Plan A: Losar (Sikkim) – Celebrated with immense gusto and fervour, Losar in Sikkim is a celebration for eyes. An amalgamation of spirituality, camaraderie, colours and culture, this festival is the harbinger of the new year. A significant festival of the Buddhists, the opulence with which it is celebrated doesn’t override the devotion and the beliefs that the people hold. While the monasteries are fill in with prayers of gratitude, the streets spew with commotion and merrymaking, quite a celebration of the joy of life. Make your way down to Sikkim and immerse yourself in the festivities.
Plan B: Yaoshang (Manipur) – The festival of colours has its own Manipuri rendition as the state gears up to celebrate it for five days, highlighting the diversity, solidarity and exuberant nature of the Manipuris. Commencing with the burning of a straw hut, the festival features the Thabal Chongba or dancing by the moonlight, wherein boys and girls hold hands while singing and dancing together in a circle. While music and dance forms an integral part of the festival, play-ing with colours isn’t left too far behind as everybody takes part in this frivolity.

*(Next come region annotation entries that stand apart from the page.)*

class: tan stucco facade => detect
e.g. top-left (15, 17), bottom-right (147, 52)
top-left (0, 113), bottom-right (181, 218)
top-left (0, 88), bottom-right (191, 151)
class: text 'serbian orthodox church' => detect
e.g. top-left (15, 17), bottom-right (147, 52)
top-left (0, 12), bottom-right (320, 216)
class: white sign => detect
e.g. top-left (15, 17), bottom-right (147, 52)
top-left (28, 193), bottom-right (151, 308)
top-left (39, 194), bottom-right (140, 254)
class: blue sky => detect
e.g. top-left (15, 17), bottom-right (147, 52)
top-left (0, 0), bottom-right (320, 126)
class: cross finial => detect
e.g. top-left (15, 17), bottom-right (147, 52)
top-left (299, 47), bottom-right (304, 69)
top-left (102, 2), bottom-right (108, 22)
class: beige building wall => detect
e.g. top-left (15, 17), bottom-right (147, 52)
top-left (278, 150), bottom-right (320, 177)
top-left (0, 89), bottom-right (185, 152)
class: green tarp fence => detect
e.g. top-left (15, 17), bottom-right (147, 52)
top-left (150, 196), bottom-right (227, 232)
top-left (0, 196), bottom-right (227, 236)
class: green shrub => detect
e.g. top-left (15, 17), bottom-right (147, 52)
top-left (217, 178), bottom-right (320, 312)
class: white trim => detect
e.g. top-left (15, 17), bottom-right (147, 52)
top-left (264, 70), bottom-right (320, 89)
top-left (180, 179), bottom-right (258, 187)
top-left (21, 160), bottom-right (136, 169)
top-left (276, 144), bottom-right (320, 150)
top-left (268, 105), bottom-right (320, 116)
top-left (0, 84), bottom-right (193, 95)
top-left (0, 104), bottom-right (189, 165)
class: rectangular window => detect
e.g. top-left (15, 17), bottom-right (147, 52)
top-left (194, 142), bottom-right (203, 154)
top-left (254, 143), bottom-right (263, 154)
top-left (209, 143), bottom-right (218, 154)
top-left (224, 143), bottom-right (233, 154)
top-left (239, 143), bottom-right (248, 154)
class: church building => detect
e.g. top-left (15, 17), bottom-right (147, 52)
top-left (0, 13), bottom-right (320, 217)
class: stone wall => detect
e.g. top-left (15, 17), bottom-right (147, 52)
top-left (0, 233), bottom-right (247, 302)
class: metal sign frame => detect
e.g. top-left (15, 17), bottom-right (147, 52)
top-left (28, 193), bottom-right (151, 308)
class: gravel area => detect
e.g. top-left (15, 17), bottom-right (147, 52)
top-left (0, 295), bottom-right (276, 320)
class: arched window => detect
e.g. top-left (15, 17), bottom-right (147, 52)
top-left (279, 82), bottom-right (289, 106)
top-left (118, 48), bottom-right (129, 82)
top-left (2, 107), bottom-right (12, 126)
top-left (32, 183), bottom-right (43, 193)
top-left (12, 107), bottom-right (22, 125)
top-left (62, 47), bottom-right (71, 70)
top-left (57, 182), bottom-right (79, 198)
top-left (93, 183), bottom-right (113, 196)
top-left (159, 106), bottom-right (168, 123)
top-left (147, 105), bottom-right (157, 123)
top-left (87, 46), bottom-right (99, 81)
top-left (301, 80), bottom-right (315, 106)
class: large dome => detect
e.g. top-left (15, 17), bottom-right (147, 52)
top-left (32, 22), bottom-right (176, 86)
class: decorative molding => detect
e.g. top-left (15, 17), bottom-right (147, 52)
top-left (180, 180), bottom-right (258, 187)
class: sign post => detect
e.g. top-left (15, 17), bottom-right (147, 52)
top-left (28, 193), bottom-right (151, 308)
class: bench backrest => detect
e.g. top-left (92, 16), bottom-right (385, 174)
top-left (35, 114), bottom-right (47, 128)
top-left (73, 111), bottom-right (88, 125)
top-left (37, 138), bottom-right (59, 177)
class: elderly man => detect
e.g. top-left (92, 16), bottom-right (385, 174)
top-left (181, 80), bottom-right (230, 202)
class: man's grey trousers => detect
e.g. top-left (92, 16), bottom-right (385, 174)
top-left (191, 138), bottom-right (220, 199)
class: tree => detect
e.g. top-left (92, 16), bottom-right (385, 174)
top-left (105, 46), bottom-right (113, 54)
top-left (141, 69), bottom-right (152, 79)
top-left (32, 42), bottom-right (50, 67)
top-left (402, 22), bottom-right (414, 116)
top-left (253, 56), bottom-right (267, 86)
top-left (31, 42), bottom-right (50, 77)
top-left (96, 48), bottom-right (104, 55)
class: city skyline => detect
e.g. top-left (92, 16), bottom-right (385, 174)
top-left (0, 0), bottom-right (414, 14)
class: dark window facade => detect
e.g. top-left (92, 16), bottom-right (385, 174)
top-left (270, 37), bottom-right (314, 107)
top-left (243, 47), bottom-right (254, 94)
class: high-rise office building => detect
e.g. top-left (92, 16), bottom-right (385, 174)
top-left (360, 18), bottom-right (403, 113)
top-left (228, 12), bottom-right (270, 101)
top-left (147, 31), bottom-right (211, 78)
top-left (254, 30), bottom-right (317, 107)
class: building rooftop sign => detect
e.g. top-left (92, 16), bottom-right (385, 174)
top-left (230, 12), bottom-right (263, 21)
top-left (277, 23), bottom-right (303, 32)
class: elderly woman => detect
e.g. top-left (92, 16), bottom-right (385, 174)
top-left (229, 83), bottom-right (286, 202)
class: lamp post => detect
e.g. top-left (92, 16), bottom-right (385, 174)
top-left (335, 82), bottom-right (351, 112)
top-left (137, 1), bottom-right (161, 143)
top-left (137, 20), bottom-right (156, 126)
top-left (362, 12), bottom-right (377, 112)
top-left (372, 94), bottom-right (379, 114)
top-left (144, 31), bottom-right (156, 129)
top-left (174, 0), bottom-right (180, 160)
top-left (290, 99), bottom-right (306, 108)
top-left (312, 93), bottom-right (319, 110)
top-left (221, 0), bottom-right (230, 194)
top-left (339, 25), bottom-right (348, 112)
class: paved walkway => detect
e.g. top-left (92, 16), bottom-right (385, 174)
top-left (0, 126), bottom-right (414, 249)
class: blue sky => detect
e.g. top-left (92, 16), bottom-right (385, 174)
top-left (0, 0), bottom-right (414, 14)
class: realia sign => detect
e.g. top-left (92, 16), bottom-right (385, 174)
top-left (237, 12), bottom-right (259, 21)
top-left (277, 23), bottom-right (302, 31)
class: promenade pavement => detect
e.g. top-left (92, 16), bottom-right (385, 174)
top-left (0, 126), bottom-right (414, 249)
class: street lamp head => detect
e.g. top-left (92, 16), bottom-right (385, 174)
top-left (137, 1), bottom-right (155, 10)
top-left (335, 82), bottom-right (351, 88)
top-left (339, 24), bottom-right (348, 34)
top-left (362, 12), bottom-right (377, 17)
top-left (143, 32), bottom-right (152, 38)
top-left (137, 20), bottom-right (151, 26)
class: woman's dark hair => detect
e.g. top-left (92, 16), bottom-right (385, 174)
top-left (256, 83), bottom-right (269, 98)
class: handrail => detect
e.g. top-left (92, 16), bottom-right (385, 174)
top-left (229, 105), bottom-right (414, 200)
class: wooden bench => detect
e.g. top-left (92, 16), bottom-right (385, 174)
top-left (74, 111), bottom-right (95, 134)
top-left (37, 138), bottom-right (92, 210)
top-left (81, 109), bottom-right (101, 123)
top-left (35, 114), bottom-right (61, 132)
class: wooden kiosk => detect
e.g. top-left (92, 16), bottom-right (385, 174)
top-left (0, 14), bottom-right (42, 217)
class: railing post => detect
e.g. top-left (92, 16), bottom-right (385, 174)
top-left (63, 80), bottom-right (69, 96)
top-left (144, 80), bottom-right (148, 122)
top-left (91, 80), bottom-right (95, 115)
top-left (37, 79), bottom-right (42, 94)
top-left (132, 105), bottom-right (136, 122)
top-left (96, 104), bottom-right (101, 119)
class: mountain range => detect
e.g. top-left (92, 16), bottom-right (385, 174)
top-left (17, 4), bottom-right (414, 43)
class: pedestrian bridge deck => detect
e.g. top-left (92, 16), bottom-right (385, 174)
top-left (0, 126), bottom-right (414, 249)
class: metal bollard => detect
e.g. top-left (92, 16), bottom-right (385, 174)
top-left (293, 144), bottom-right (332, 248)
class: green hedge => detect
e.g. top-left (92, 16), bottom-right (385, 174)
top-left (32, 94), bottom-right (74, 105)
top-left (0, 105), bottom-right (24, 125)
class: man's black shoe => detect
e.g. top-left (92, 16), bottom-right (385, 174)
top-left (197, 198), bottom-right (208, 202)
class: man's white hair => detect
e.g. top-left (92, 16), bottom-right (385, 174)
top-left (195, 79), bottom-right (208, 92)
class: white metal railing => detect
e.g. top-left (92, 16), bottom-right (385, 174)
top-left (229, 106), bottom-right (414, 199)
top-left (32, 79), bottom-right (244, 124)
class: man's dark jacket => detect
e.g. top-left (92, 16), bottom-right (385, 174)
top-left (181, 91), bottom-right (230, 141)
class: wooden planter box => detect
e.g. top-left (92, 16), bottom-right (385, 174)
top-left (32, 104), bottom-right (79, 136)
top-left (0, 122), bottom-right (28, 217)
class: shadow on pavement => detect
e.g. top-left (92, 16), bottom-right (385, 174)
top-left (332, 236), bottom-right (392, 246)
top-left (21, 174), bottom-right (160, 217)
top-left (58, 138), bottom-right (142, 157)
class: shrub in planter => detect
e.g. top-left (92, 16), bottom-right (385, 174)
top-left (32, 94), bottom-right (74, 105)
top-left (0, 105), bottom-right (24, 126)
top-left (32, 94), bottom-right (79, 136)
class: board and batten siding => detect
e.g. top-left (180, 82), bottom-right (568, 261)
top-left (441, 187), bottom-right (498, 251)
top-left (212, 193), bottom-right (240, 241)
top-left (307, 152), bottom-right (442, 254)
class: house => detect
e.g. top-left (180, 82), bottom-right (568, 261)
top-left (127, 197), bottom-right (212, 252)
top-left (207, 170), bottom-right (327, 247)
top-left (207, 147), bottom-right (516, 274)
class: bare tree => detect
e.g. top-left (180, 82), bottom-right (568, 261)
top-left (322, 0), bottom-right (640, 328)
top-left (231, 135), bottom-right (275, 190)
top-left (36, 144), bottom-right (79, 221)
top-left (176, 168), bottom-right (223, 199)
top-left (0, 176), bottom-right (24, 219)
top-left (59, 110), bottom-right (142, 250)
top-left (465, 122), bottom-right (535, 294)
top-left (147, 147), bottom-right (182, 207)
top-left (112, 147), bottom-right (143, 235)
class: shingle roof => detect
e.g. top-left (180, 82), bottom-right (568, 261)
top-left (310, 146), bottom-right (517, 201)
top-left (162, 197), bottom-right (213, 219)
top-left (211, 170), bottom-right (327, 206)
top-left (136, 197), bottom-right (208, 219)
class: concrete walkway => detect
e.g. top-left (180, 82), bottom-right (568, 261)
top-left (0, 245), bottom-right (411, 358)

Plan C: Sekrenyi Festival (Nagaland) – An annual festival of the Angami Nagas, this ten day festival stems from spiritual beliefs. Celebrated with the belief of bringing purity to the people, the festival isn’t exempted from feasting and celebrating. While rice beer and different kinds of meat are prepared and partaken, performances of traditional tribal songs add to the cultural significance of the festival. Filled with ceremonies and rituals, this festival is unique to the Nagas.